A longitudinal geospatial multimodal dataset of post-discharge frailty, physiology, mobility, and neighborhoods

Frailty in older adults is associated with increased vulnerability to functional decline, reduced mobility, social isolation, and challenges during the transition from hospital to community living. These factors are associated with rehospitalization and may adversely influence recovery. Neighborhood environments can further shape recovery trajectories by affecting mobility opportunities, social engagement, and access to community resources. Multimodal sensing technologies combined with data-driven analytical approaches offer the potential to continuously monitor these multidimensional factors in real-world settings. This Data Descriptor presents GEOFRAIL, a longitudinal geospatial multimodal dataset collected from community-dwelling frail older adults following hospital discharge. The dataset is organized into interconnected tables capturing participant demographics, features derived from multimodal sensors, biweekly clinical assessments of frailty, physical function, and social isolation, and temporal location records linked to neighborhood amenities, crime rates, and census-based socioeconomic indicators. Data were collected over an eight-week post-discharge period using standardized pipelines with privacy-preserving spatial aggregation. Technical validation demonstrates internal consistency across geospatial, sensor-derived, and clinical measures and reports baseline performance of machine learning models for characterizing recovery trajectories.

💡 Research Summary

The paper introduces GEOFRAIL, a publicly available longitudinal dataset that integrates multimodal sensor data, bi‑weekly clinical assessments, and geospatial context for frail older adults during the eight‑week period following hospital discharge after a lower‑limb fracture. Eighteen participants (aged 60 + ) from the Greater Toronto Area were enrolled. Continuous data were captured using the MAISON platform, which combines a Google Pixel Watch 2 (1 Hz accelerometry, heart rate every 30 min, step count, GPS at 1 min when outside a 50 m home geofence), a Motorola Android smartphone for questionnaires, a Proteus M5 motion sensor in the living room, and a Withings under‑mattress sleep mat (sleep stages, total sleep time, heart rate during sleep, snoring, wake‑ups). Data streams were automatically uploaded to a secure Google Cloud instance, requiring only routine charging and wear.
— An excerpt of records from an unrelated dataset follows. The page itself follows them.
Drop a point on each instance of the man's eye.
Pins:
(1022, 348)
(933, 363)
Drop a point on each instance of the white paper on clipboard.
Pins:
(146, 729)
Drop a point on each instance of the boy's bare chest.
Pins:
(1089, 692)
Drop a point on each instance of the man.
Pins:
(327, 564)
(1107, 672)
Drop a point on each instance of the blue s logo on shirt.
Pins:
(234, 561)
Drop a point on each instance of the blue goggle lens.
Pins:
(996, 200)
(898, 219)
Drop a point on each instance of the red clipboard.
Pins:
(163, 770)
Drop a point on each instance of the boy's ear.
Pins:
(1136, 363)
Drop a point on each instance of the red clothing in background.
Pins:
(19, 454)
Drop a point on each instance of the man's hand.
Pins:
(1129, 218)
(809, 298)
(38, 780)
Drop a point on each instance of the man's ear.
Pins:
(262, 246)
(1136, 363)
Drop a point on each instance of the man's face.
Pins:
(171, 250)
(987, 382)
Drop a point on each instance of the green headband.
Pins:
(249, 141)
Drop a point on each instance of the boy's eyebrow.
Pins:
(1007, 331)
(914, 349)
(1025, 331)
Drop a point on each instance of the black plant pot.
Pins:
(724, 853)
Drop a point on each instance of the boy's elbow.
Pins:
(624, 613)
Clinical assessments followed Fried’s frailty phenotype and included grip strength (CAMRY dynamometer), body weight (Withings scale), Timed Up‑and‑Go, Rapid Assessment of Physical Activity, and the Clinical Frailty Scale Health Questionnaire. Every two weeks, additional validated instruments were administered via Microsoft Teams video calls: the 6‑item Social Isolation Scale, Oxford Hip and Knee Scores, 30‑second chair‑stand test, and others. These provide reference points for physical function and social engagement.
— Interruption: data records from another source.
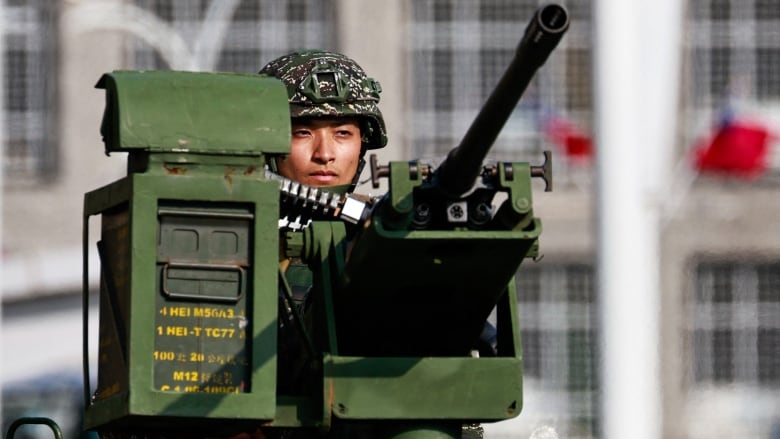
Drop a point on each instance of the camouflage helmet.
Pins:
(322, 84)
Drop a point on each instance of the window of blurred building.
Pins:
(30, 99)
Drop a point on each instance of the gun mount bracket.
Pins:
(377, 171)
(544, 171)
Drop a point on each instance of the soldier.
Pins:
(335, 118)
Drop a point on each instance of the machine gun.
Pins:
(192, 333)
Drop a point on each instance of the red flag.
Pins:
(574, 142)
(738, 148)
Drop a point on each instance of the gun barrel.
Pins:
(463, 164)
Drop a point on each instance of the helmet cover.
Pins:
(328, 84)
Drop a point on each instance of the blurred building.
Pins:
(437, 61)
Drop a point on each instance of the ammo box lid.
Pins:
(174, 111)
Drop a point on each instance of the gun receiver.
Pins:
(461, 193)
(463, 164)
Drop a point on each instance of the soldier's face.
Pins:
(323, 152)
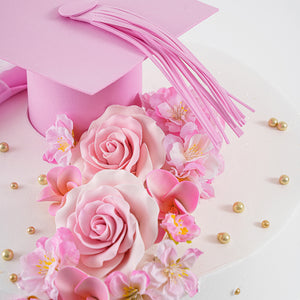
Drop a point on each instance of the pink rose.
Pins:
(113, 220)
(61, 180)
(124, 137)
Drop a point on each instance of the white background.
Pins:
(262, 34)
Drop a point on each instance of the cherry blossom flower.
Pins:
(124, 287)
(73, 284)
(181, 228)
(171, 195)
(60, 138)
(168, 109)
(60, 181)
(170, 275)
(192, 157)
(39, 268)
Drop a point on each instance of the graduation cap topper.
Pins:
(67, 60)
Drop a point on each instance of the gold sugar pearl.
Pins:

Geospatial enrichment was performed by linking GPS coordinates to external APIs. For each unique location visited, a 1 km radius was queried via Google Places to count parks, libraries, food establishments, community centres, and places of worship. Coordinates were reverse‑geocoded to obtain Canadian postal codes, which were then mapped to Forward Sortation Areas for crime data (Toronto Police Service) and to dissemination areas for census‑derived socioeconomic variables (income, education, housing, employment, ethnicity, language, etc.). To protect privacy, raw latitude/longitude and postal codes were replaced with coded identifiers (L0001–L4096) and perturbed by 3‑5 % random noise; timestamps were also slightly shifted.
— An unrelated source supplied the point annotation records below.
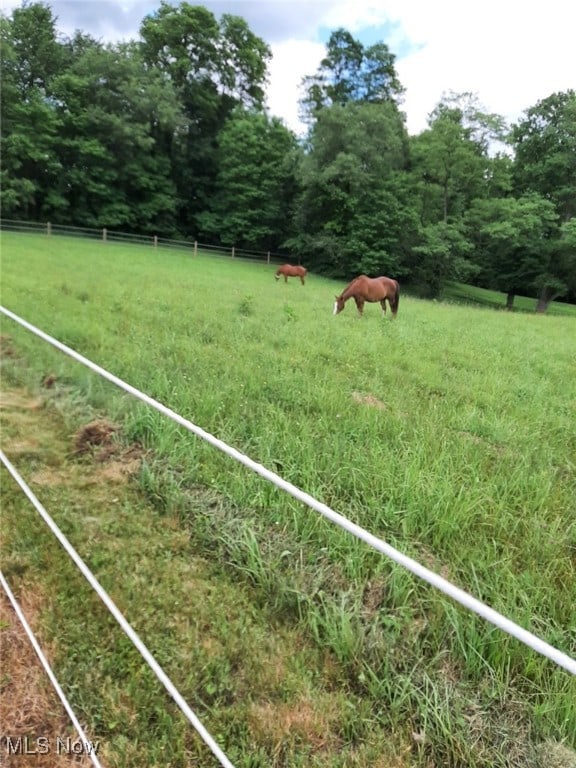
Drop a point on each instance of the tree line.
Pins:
(170, 135)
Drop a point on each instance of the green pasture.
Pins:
(449, 432)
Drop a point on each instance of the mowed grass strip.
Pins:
(448, 432)
(269, 696)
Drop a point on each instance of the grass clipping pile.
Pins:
(29, 706)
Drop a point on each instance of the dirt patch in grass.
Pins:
(367, 399)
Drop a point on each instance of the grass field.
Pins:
(449, 433)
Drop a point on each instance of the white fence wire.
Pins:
(88, 747)
(124, 624)
(442, 584)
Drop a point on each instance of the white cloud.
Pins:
(510, 53)
(292, 60)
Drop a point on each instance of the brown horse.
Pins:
(288, 270)
(370, 289)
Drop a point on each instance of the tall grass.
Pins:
(449, 433)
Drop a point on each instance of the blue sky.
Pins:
(509, 53)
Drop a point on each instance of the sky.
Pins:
(508, 53)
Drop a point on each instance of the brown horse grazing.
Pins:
(288, 270)
(371, 289)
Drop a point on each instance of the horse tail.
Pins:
(395, 299)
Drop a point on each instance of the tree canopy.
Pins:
(170, 134)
The dataset is organized into five relational tables: (1) Demographics (18 × 11 fields), (2) Daily sensor features (18 × 56 days × 46 features), (3) Clinical assessments (18 × 4 timepoints × 63 variables), (4) Temporal location records (≈ 18,843 rows of second‑level timestamps and location IDs), (5) Aggregated neighborhood attributes (2,881 unique locations with amenity counts, crime rates, and socioeconomic indicators). All tables are linked by participant ID, timestamp, and location ID.

Technical validation demonstrated internal consistency: sensor‑derived activity metrics correlated with step counts and TUG scores; higher amenity density was associated with increased daily steps and reduced social isolation scores; higher crime rates correlated with lower outdoor mobility. Machine‑learning baselines (random forest, XGBoost) predicting 8‑week recovery outcomes (e.g., step count increase, TUG improvement) achieved AUROC ≈ 0.84 when using the full multimodal + geospatial feature set, outperforming models using only sensor or only clinical data (AUROC ≈ 0.78).

Key contributions are: (1) a rare integration of continuous physiological, activity, and sleep monitoring with repeated clinical frailty assessments; (2) systematic linkage of individual movement trajectories to fine‑grained neighborhood amenities, safety, and socioeconomic context; (3) demonstration that combining these layers improves prediction of functional recovery. GEOFRAIL is hosted on Zenodo (v1) and is intended to enable reproducible research on post‑discharge frailty, to develop personalized rehabilitation interventions, and to inform community‑level policies that support aging‑in‑place.